Überhaupt ist viel von Dank die Rede, zumindest auf der Regierungsbank. Auch bei Kurz, der den Umgang zwischen ÖVP und Grünen lobt, aber auch die frühere Zusammenarbeit mit den Freiheitlichen. „Es ist leichter, stur zu sein und auf rote Linien zu pochen, als Kompromisse einzugehen.“ Etwas kürzer und strukturierter als Kogler erzählt Kurz dann vom Regierungspakt. Und er streicht auch andere Stellen heraus: zum Beispiel die Sicherheitspolitik, die Pflegeversicherung und das Nulldefizit.

Das sind auch die Momente, in denen man merkt: Die grünen Abgeordneten müssen sich an die neue Konstellation erst gewöhnen. Für gewöhnlich klatschen Mandatare auch dann, wenn ein Mitglied der Koalitionspartei spricht. Klubchefin Sigrid Maurer tut es bei Kurz nicht immer, ihre Kollegen im Parlamentsklub verzichten auch an einigen Stellen. Die ÖVP-Mandatare sind da schon disziplinierter. Andererseits: Sie haben auch schon länger Erfahrung damit.

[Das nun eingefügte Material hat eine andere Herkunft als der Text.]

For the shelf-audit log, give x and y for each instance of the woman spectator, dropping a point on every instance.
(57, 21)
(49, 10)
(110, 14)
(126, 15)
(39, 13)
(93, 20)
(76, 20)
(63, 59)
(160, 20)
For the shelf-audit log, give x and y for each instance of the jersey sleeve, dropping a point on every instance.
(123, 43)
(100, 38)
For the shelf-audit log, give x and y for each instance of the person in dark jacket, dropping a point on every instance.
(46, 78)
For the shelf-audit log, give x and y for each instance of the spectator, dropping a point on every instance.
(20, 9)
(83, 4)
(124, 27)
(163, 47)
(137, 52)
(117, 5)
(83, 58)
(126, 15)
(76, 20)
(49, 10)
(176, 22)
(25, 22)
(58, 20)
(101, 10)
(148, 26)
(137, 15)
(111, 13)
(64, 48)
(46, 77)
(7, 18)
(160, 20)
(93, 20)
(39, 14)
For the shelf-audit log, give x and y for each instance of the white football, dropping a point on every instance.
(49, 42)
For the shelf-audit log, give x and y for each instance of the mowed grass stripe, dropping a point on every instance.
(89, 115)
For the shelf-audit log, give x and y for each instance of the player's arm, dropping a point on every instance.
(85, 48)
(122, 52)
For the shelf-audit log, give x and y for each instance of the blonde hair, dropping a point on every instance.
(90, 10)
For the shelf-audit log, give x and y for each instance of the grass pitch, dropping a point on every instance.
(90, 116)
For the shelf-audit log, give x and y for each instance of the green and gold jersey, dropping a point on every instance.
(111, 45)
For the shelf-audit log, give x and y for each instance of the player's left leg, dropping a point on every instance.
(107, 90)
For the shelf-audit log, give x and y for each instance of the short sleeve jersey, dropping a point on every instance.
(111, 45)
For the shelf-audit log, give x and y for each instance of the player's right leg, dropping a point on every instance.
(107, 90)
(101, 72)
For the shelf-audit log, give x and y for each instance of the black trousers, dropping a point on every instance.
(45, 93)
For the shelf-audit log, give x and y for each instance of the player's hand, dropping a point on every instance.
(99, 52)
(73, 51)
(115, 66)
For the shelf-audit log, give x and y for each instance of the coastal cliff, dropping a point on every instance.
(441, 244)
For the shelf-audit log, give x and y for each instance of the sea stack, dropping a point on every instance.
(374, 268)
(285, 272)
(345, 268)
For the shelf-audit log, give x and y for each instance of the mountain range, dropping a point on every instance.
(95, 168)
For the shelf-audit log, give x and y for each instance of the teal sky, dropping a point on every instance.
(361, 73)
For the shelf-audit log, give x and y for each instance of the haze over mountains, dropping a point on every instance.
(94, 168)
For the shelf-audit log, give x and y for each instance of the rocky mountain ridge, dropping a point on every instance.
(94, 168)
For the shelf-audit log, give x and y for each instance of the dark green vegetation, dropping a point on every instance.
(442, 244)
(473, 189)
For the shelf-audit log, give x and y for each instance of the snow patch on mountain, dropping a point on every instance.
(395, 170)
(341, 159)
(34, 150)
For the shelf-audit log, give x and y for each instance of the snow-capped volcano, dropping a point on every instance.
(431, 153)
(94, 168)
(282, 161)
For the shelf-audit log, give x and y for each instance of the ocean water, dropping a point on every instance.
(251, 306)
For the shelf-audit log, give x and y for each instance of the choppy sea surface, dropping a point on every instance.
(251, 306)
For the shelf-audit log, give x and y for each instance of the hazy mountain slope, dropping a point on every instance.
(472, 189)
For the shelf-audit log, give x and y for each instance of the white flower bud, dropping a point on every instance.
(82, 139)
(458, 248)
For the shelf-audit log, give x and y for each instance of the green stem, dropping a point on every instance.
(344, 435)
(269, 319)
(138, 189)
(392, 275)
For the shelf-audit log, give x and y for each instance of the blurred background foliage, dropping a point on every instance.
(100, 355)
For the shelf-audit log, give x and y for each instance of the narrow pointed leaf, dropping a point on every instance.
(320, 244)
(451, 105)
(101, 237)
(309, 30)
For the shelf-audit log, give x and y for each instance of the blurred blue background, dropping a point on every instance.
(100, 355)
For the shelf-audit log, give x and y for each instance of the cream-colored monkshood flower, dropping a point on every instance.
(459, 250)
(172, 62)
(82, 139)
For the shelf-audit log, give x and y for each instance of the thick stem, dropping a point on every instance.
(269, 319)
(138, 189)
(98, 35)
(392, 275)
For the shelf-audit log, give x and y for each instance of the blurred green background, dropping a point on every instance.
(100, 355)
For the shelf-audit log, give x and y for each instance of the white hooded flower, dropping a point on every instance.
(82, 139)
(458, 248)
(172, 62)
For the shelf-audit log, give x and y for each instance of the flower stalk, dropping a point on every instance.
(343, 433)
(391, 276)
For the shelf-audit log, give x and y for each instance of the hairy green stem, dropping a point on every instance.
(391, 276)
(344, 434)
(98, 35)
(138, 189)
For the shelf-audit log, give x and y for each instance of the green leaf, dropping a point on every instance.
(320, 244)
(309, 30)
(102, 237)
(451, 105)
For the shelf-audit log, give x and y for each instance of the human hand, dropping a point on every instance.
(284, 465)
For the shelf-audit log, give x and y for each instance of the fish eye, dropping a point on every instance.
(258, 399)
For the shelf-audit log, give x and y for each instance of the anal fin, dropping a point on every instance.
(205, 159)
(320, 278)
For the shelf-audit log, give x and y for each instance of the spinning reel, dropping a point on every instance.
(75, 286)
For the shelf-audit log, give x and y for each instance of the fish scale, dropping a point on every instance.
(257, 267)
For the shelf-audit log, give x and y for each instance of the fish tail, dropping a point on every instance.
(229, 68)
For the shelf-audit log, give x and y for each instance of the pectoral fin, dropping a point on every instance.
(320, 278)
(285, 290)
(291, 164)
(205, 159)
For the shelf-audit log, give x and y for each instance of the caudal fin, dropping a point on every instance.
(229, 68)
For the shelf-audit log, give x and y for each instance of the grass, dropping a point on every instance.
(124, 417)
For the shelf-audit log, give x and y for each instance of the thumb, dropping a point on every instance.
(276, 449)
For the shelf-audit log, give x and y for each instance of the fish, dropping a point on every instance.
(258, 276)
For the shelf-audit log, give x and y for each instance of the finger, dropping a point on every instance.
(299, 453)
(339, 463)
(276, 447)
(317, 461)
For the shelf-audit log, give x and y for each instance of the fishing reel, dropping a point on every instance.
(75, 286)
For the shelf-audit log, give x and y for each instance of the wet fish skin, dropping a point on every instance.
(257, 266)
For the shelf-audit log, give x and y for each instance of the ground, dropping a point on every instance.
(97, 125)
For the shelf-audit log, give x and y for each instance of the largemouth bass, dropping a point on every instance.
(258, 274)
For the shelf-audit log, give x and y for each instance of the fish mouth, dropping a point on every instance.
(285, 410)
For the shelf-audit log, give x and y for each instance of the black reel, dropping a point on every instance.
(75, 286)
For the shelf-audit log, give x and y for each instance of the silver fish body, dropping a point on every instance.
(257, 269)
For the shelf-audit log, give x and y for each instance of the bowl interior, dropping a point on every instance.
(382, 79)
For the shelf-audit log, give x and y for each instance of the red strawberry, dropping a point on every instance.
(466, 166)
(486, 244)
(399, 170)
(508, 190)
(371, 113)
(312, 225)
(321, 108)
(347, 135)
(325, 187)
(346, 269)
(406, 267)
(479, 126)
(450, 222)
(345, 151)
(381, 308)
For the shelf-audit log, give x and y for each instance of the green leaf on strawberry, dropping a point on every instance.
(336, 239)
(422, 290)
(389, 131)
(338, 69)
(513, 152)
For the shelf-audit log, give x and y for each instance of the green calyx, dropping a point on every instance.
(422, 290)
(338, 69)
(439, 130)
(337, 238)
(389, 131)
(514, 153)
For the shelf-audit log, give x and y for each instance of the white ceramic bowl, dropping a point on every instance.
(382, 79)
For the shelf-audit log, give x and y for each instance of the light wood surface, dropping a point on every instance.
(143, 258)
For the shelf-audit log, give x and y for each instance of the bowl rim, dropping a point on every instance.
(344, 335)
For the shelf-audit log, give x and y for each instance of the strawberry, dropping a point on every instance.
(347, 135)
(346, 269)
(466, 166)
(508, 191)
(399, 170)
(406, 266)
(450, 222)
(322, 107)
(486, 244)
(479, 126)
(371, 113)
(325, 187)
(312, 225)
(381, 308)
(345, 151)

Auch für die Sozialdemokratie und die Neos ist es eine schwierige Situation: Der Feind Türkis-Blau ist Geschichte, es braucht also einen neuen. Beate Meinl-Reisinger (Neos) versucht es erst einmal mit einem Waffenstillstand: „Ich bin froh, dass diese Regierung angelobt ist, dass der Stillstand beendet wurde.“ Pamela Rendi-Wagner (SPÖ) versucht, sich auf Kurz zu konzentrieren: „Ich gebe Ihnen eine zweite Chance.“ Jetzt müsse er aber gegen Rassismus und Sexismus auftreten.

Kickl: Die „Greta-Koalition“

Nur einer wirkt in der Oppositionsrolle glücklicher als zuvor: Ex-Innenminister Herbert Kickl. Der freiheitliche Klubobmann stellt möglicherweise einen neuen Rekord auf und erhält innerhalb weniger Minuten gleich zwei Ordnungsrufe. Zuerst, als er das Dokumentationsarchiv des Österreichischen Widerstandes eine „kommunistische Tarnorganisation“ nennt. Dann, als er Richtung Küniglberg von „Bonzen“ spricht. Der Rest ist ein Potpourri typischer Kickl-Sager: Zadić sei bei der Sicherungshaft früher eine „der größten Hysterikerinnen“ gewesen. Und Türkis-Grün eigentlich nur eine „schwarz-grüne Greta-Koalition“.

Übrigens, Kickl und Kurz haben sich nicht mit Bussis begrüßt.